Her boys, in fresh clothes, glow in comparison to the kids who hover around them. They are covered in dirt, their clothes filthy. One has a leaking cut on his leg. Not all have shoes. Everyone stares at the hot food as a crowd starts to gather.

Ambom feeding a child.

Ambom, one of the mothers who is part of CRS' positive deviance program, feeds a hungry child. Photo by Lane Hartill/CRS

A little girl wearing only beads around her waist, tiny hoop earrings and a frown arrives on the hip of her sister. Her umbilical cord — like those of many children in Africa — was improperly tied, and she now has a blunt navel that sticks out of her like a protruding cucumber. Nobody is sure how old she is. She looks 3 months old, but with stunting, she could be over a year.

Ambom starts feeding her boys, and the girl starts to howl. Her older sister says their mother went to the field in the morning and left them TZ. Chances are the sauce was lukewarm and bland. Ambom quickly realizes the baby's hunger. Her distended belly and thin arms tell Ambom this isn't the first time.

Her sister places her in the dirt in front of the porridge. She sits cross-legged as Ambom pinches off a glop, wipes it in the green sticky stew, and lets the girl suck it off her fingers. She's famished.

After lunch, the little girl and her sister wander away but soon come back. Full, she now sleeps on her sister's hip. Ambom doesn't notice, though. She is too busy snuggling with Tiama: kissing his nose, nibbling his chin.

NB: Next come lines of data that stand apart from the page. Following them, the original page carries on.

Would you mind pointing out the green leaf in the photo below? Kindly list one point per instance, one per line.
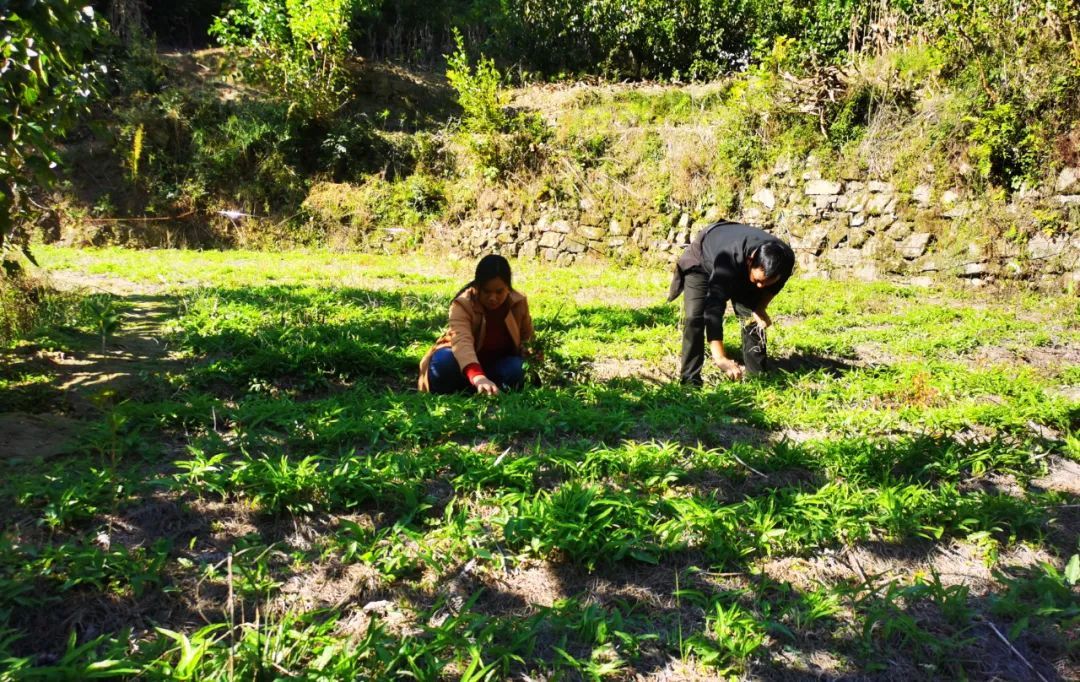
(1072, 570)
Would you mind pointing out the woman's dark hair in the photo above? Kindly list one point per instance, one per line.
(488, 268)
(775, 258)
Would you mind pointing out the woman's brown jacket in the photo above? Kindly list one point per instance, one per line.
(468, 328)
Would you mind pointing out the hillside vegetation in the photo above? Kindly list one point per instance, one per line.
(980, 97)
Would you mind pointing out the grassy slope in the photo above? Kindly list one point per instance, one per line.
(898, 485)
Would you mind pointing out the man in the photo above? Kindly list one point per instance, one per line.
(728, 262)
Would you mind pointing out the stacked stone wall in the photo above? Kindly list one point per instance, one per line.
(861, 228)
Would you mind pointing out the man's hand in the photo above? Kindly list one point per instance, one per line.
(485, 386)
(731, 369)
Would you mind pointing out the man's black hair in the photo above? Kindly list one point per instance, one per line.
(777, 259)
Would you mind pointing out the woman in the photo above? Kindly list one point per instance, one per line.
(489, 322)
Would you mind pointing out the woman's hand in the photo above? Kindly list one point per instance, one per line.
(485, 386)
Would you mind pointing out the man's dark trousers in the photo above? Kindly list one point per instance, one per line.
(698, 317)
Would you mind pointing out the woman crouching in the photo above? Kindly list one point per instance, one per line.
(489, 322)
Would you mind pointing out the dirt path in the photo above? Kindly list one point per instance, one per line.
(70, 388)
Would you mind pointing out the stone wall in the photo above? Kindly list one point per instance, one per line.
(839, 227)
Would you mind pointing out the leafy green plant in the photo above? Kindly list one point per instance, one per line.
(104, 315)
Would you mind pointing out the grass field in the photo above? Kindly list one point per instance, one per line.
(217, 466)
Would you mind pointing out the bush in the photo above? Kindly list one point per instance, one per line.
(297, 45)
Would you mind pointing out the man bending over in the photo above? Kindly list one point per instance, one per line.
(728, 262)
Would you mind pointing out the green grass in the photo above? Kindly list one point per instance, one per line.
(284, 441)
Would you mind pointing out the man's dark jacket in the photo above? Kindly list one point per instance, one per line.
(721, 251)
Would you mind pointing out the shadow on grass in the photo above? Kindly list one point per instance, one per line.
(351, 351)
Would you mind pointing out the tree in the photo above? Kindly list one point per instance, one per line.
(45, 81)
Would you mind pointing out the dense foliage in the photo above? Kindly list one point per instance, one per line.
(45, 80)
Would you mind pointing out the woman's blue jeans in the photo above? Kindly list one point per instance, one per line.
(445, 376)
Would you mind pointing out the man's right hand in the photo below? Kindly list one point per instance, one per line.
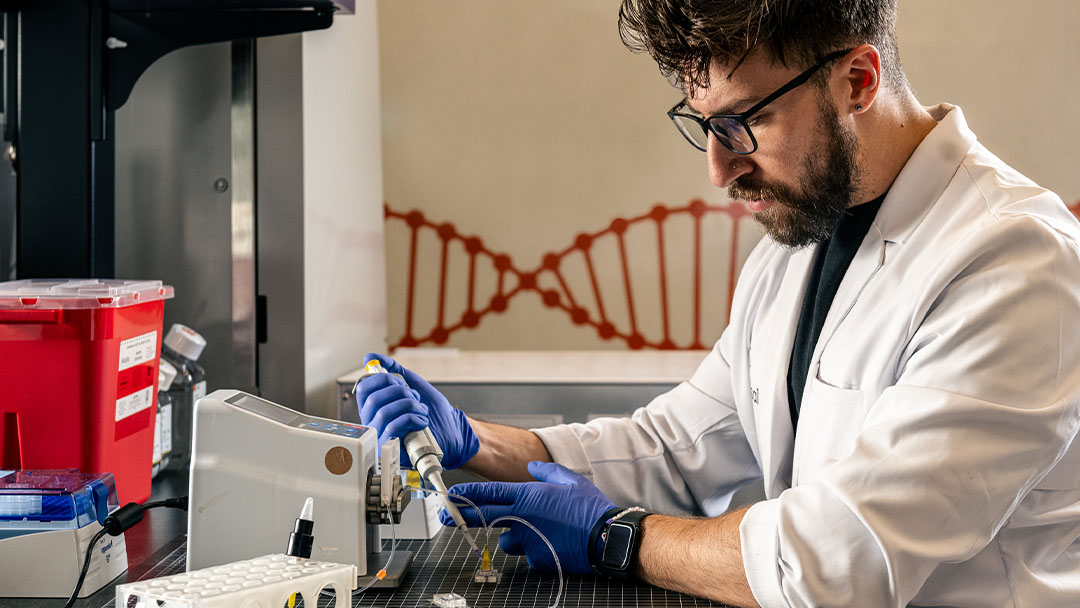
(395, 407)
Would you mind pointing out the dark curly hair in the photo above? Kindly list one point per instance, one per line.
(685, 36)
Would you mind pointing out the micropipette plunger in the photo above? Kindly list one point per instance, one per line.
(427, 456)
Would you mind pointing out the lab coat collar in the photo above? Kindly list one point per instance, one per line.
(926, 175)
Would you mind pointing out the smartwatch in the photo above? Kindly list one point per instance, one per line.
(621, 540)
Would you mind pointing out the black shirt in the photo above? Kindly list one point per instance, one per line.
(829, 264)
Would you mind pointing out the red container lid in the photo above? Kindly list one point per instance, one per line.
(71, 294)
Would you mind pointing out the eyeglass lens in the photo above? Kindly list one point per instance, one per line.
(730, 132)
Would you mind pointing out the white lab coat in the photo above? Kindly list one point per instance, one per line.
(933, 463)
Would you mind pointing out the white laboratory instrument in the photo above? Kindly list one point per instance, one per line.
(254, 461)
(46, 519)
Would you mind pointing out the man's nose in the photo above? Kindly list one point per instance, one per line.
(725, 166)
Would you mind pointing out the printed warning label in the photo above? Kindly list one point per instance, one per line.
(134, 403)
(138, 350)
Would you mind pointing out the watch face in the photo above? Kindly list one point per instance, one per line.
(618, 544)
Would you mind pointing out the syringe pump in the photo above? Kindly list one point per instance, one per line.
(255, 461)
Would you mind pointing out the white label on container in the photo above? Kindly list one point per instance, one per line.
(166, 429)
(138, 350)
(157, 437)
(134, 403)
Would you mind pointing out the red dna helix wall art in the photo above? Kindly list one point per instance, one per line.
(691, 257)
(593, 280)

Before I leave, I ask her what makes her happy. She smiles, adjusts Tiama on her lap, and says: "I'm happy if I can afford going to the market so the boys have food three times a day."

This single mom doesn't want sympathy.

Just food for her boys.

Three times a day.

Lane Hartill is the West Africa regional information officer for Catholic Relief Services. He has visited CRS programs in Burkina Faso, Ghana, Liberia, Nigeria and Sierra Leone. Lane is based in Dakar, Senegal.